Gemahnt und gewarnt wurde immer wieder vor der drohenden Katastrophe, auch an dieser Stelle, doch leichtfertig wurden die Hinweise auf die Gefahren als Panikmache abgetan und zweckoptimistischem Weiter-so-Wunschdenken untergeordnet. Auch Reformvorschläge gab es viele, aber sie wurden meist mit den Keulen „Konkurrenzzwang“ und „Arbeitsplatzerhaltung“ abgewehrt.
Dieser Text soll deshalb auch ein Plädoyer sein, „alle Verhältnisse umzuwerfen“, die die Gerechtigkeit, das Leben auf der Erde und das Überleben der Menschheit bedrohen. Vernunft oder Barbarei, das ist tatsächlich die Frage, vor der wir heute alle stehen. Es rettet uns „kein höh'res Wesen“, sondern nur ein gemeinsamer demokratischer Aufbruch, der den Brandstiftern und Handlangern des Kapitals das Handwerk legt. Es braucht endlich ein „Bündnis für das Leben“ (Rabe Ralf Februar 2025, S. 10), sonst fliegt uns nicht nur das Klima, sondern auch die Demokratie um die Ohren.
Erderwärmung außer Kontrolle
Man braucht keinen Supercomputer, ja nicht einmal einen Taschenrechner, um auszurechnen, wie dramatisch die klimatischen Entwicklungen sind und wohin die Reise geht. 2001 erschien der Dritte Sachstandsbericht des Weltklimarates IPPC. Darin wurde festgestellt, dass sich die globale Mitteltemperatur in den vergangenen 140 Jahren um 0,6 Grad erhöht hatte.
2025 sind bereits 1,6 Grad erreicht.
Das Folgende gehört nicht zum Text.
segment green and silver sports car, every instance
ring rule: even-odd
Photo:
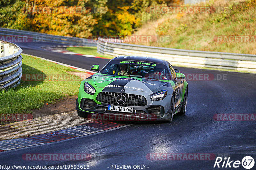
[[[92,66],[98,72],[81,82],[76,107],[79,116],[104,114],[171,121],[175,114],[185,114],[188,84],[168,61],[120,56],[100,71],[99,67]]]

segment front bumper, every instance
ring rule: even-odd
[[[104,114],[122,116],[125,116],[131,118],[138,118],[140,119],[138,120],[140,120],[166,119],[168,115],[168,113],[170,112],[169,110],[167,110],[163,106],[157,105],[147,105],[144,107],[142,106],[128,106],[133,108],[133,111],[132,113],[110,111],[108,110],[108,104],[104,103],[101,103],[101,104],[99,104],[93,100],[87,98],[82,98],[80,103],[78,98],[77,98],[76,103],[76,110],[89,114]],[[165,111],[165,110],[166,111]]]

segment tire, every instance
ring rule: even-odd
[[[172,95],[172,99],[171,100],[171,105],[170,107],[171,108],[171,111],[170,111],[170,117],[169,118],[167,119],[168,122],[171,122],[172,120],[172,118],[173,118],[173,112],[174,112],[174,95],[173,94]]]
[[[79,110],[77,110],[77,115],[78,116],[82,117],[87,117],[89,113],[87,113],[83,111],[81,111]]]
[[[185,91],[185,94],[184,95],[184,99],[183,100],[183,103],[182,104],[181,110],[178,113],[180,115],[185,115],[187,111],[187,105],[188,103],[188,89],[186,89]]]

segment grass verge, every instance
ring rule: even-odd
[[[82,79],[68,73],[76,70],[25,55],[22,57],[22,80],[15,88],[0,90],[0,114],[30,113],[45,103],[78,94]],[[44,81],[28,81],[44,75],[47,76]],[[30,78],[26,79],[26,75]]]
[[[67,48],[67,49],[79,54],[96,55],[107,59],[112,59],[114,57],[110,55],[101,54],[97,52],[97,47],[96,46],[68,47]]]

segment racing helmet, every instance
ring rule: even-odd
[[[154,67],[154,74],[163,75],[165,73],[165,69],[161,68]]]
[[[118,70],[121,72],[121,66],[125,66],[126,67],[126,69],[125,70],[125,72],[127,72],[130,70],[130,66],[129,64],[120,64],[118,65]]]

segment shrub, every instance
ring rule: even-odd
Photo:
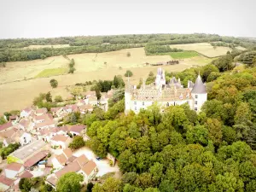
[[[75,136],[73,137],[73,142],[69,144],[68,147],[72,149],[77,149],[77,148],[84,147],[84,145],[85,145],[85,143],[84,143],[83,137],[80,136]]]
[[[62,97],[61,96],[56,96],[55,97],[55,102],[63,102],[63,99],[62,99]]]
[[[132,72],[130,70],[127,70],[125,73],[125,77],[131,77],[133,75]]]

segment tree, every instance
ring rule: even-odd
[[[49,91],[48,93],[46,93],[45,99],[46,99],[46,102],[52,102],[52,96]]]
[[[131,77],[133,75],[132,72],[130,70],[127,70],[125,73],[125,77]]]
[[[73,142],[69,143],[68,148],[72,149],[78,149],[79,148],[84,147],[85,144],[83,137],[81,136],[75,136],[73,139]]]
[[[100,100],[102,97],[101,90],[99,89],[96,89],[95,90],[97,100]]]
[[[49,81],[49,84],[52,88],[56,88],[58,86],[58,81],[54,79]]]
[[[120,192],[121,182],[113,177],[108,177],[102,185],[96,183],[92,189],[92,192]]]
[[[55,102],[63,102],[63,99],[62,99],[61,96],[55,96]]]
[[[88,183],[87,184],[87,191],[86,192],[91,192],[92,191],[92,188],[93,188],[93,183]]]
[[[56,189],[59,192],[80,192],[80,182],[84,180],[83,176],[75,172],[68,172],[58,180]]]

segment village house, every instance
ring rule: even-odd
[[[55,123],[53,119],[45,119],[44,122],[35,125],[37,131],[40,131],[46,128],[53,128],[55,126]]]
[[[19,120],[18,115],[11,115],[9,117],[9,121],[11,121],[13,124],[16,124]]]
[[[13,125],[12,122],[10,122],[10,121],[7,122],[7,123],[3,124],[3,125],[0,125],[0,132],[5,131],[9,130],[13,127],[14,127],[14,125]]]
[[[97,167],[95,162],[88,160],[86,156],[82,154],[60,171],[49,175],[45,183],[50,184],[55,189],[58,179],[62,175],[71,172],[82,174],[84,176],[84,181],[82,183],[88,183],[88,182],[90,182],[90,180],[91,180],[96,174]]]
[[[22,164],[10,163],[4,168],[4,174],[6,177],[15,179],[17,175],[24,171]]]
[[[57,116],[57,117],[61,117],[63,113],[66,113],[66,112],[64,111],[64,108],[62,107],[59,107],[59,108],[51,108],[50,111],[53,114],[53,116]]]
[[[28,132],[23,132],[20,137],[20,143],[21,146],[27,145],[32,143],[32,136]]]
[[[79,172],[84,176],[84,183],[88,183],[90,181],[97,172],[97,166],[95,162],[89,160]]]
[[[3,175],[0,176],[0,191],[8,191],[15,183],[15,181],[6,177]]]
[[[30,169],[32,166],[38,163],[40,160],[44,159],[48,154],[49,154],[49,151],[39,151],[38,153],[35,154],[33,156],[29,158],[24,163],[24,167],[26,169]]]
[[[52,160],[53,167],[55,169],[63,168],[67,164],[73,162],[76,157],[73,156],[73,153],[69,148],[64,149],[62,153]]]
[[[35,114],[37,116],[40,116],[40,115],[46,114],[46,113],[47,113],[47,108],[38,108],[35,111]]]
[[[51,147],[67,148],[72,139],[68,136],[55,135],[50,140]]]
[[[32,113],[32,108],[24,108],[21,112],[20,112],[20,118],[27,118],[28,116],[30,116]]]
[[[83,136],[84,127],[84,125],[72,125],[69,132],[73,135],[73,137]]]
[[[24,164],[28,159],[33,158],[37,153],[45,148],[47,146],[43,140],[34,140],[8,155],[7,161]]]
[[[92,112],[93,111],[93,106],[92,105],[80,105],[79,106],[79,111],[81,114],[85,114],[87,112]]]
[[[23,130],[23,131],[27,131],[29,130],[31,121],[26,119],[22,119],[19,124],[16,125],[18,129]]]
[[[79,111],[79,107],[77,105],[66,105],[64,107],[64,109],[67,113],[78,112]]]

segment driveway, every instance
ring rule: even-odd
[[[117,164],[115,164],[114,166],[109,166],[109,160],[108,159],[97,160],[96,159],[96,155],[87,147],[81,148],[73,153],[73,155],[76,157],[79,157],[81,154],[85,154],[88,160],[93,160],[96,164],[99,171],[96,177],[102,177],[108,172],[115,172],[115,174],[119,173],[119,168]]]

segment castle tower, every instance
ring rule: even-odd
[[[207,88],[203,84],[200,74],[193,86],[191,96],[194,99],[193,109],[196,112],[200,112],[204,102],[207,101]]]

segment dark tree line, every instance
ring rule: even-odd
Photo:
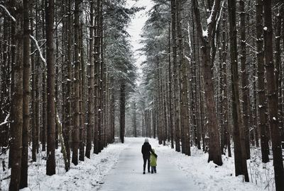
[[[29,146],[33,161],[45,151],[52,175],[58,148],[67,171],[113,143],[116,110],[124,142],[136,76],[126,29],[141,8],[124,0],[0,1],[0,147],[9,150],[9,190],[28,187]]]
[[[157,132],[160,144],[187,155],[202,146],[217,165],[233,141],[235,174],[247,182],[251,149],[261,147],[263,163],[273,154],[282,190],[283,2],[153,2],[142,35],[141,86],[150,98],[138,108],[153,113],[144,135]]]

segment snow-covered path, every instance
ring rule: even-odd
[[[143,175],[141,152],[143,141],[143,139],[126,139],[128,147],[121,151],[118,163],[106,177],[104,184],[99,190],[200,190],[176,166],[170,164],[162,155],[159,157],[158,150],[157,173]],[[152,141],[150,144],[155,146],[156,141],[152,139]]]

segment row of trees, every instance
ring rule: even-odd
[[[250,149],[261,146],[267,163],[271,141],[283,190],[283,2],[153,2],[142,35],[145,134],[156,129],[160,144],[186,155],[202,146],[217,165],[233,138],[236,175],[247,182]]]
[[[126,28],[141,9],[125,4],[0,1],[0,146],[9,150],[9,190],[28,186],[30,145],[33,161],[46,151],[48,175],[60,146],[67,171],[92,146],[99,154],[114,141],[116,109],[124,141],[136,78]]]

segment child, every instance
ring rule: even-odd
[[[152,149],[152,152],[150,155],[150,166],[151,167],[151,173],[157,173],[157,155],[155,154],[154,149]]]

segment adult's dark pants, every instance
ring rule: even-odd
[[[148,162],[148,172],[150,173],[150,156],[143,156],[143,160],[144,161],[144,164],[143,165],[143,171],[145,172],[146,163]]]

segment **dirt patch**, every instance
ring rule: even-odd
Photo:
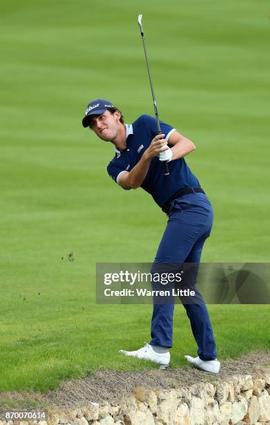
[[[101,404],[117,403],[123,395],[132,394],[137,387],[169,390],[188,387],[198,382],[225,381],[234,375],[251,374],[253,377],[262,377],[265,369],[270,368],[270,353],[255,351],[221,363],[221,371],[217,376],[206,374],[192,367],[133,372],[99,370],[80,379],[62,382],[58,390],[49,391],[46,394],[26,392],[0,392],[0,402],[10,400],[19,407],[23,405],[24,408],[37,406],[74,408],[85,406],[89,401]]]

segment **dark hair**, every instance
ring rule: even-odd
[[[110,112],[111,114],[114,114],[115,112],[116,112],[117,110],[118,110],[120,114],[121,114],[121,118],[120,118],[120,122],[121,124],[124,124],[124,115],[122,115],[122,112],[121,112],[121,110],[118,108],[116,108],[115,106],[114,106],[113,108],[107,108],[107,110]]]

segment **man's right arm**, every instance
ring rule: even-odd
[[[151,159],[167,149],[167,142],[163,138],[164,135],[164,134],[156,135],[132,170],[121,173],[117,179],[119,185],[124,189],[137,189],[137,188],[140,188],[146,176]]]

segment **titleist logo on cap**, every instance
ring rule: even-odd
[[[96,103],[96,105],[93,105],[92,106],[87,106],[87,108],[85,109],[85,115],[87,115],[87,113],[89,112],[90,112],[90,110],[92,110],[92,109],[94,109],[95,108],[97,108],[98,106],[99,106],[100,103]]]

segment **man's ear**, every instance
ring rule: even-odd
[[[117,121],[120,121],[121,119],[121,112],[119,110],[116,110],[114,114],[115,119]]]

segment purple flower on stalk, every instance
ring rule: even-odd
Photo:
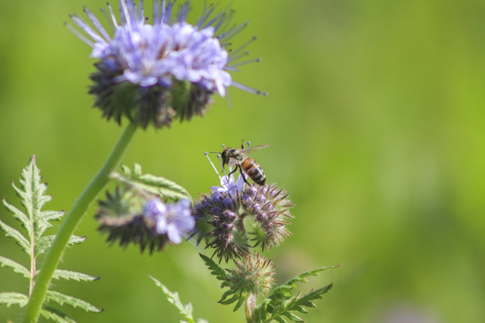
[[[159,234],[166,234],[174,243],[182,242],[183,235],[195,226],[192,216],[190,202],[187,199],[165,205],[158,198],[147,202],[143,214],[156,222],[156,230]]]
[[[87,9],[84,11],[92,25],[70,16],[87,36],[68,28],[92,48],[91,56],[99,60],[89,92],[96,97],[95,106],[108,119],[120,123],[125,115],[144,128],[151,123],[161,128],[169,126],[174,118],[202,115],[211,96],[217,92],[224,97],[231,85],[262,94],[234,81],[229,73],[260,60],[237,62],[248,54],[244,48],[255,38],[235,50],[229,48],[229,39],[246,24],[231,26],[234,12],[217,12],[211,5],[192,25],[185,21],[189,2],[176,10],[174,2],[154,0],[151,24],[141,1],[137,6],[132,0],[120,0],[119,22],[108,3],[108,11],[101,11],[111,33]]]

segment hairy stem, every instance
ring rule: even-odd
[[[81,193],[72,208],[67,213],[36,278],[33,290],[25,307],[25,313],[22,321],[24,323],[37,322],[54,271],[57,267],[69,238],[72,235],[76,226],[86,209],[108,182],[108,176],[118,165],[135,129],[136,126],[131,123],[128,125],[104,164]]]
[[[256,307],[256,297],[252,294],[248,295],[244,301],[244,316],[246,323],[254,323],[252,309]]]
Das ist eine enorme Beschleunigung der Aufheizung der Erde. Ein Grad mehr in nur 25 Jahren bedeutet, dass wir 2050 bereits 2,6 Grad erreicht haben könnten und bis zum Ende des Jahrhunderts möglicherweise 4,6 Grad. Dabei reichen die heutigen 1,6 Grad offensichtlich schon aus, um das Klimasystem grundlegend zu destabilisieren, wie wir es gerade erleben.
Nicht umsonst wurde vor zehn Jahren in Paris das 1,5-Grad-Ziel beschlossen. Kritiker wie der Energiewende-Vordenker Wolf von Fabeck wiesen damals allerdings darauf hin, dass die Risiken schon bei einem Grad Erwärmung kaum kalkulierbar seien. Mittlerweile sind wir dort angekommen, wo wir niemals hinwollten, nämlich bei 1,6 Grad, und in der Tat zeigen die plötzliche starke Erwärmung der Ozeane und die weltweit eskalierenden Waldbrände, dass überraschende Systemveränderungen im Gange sind.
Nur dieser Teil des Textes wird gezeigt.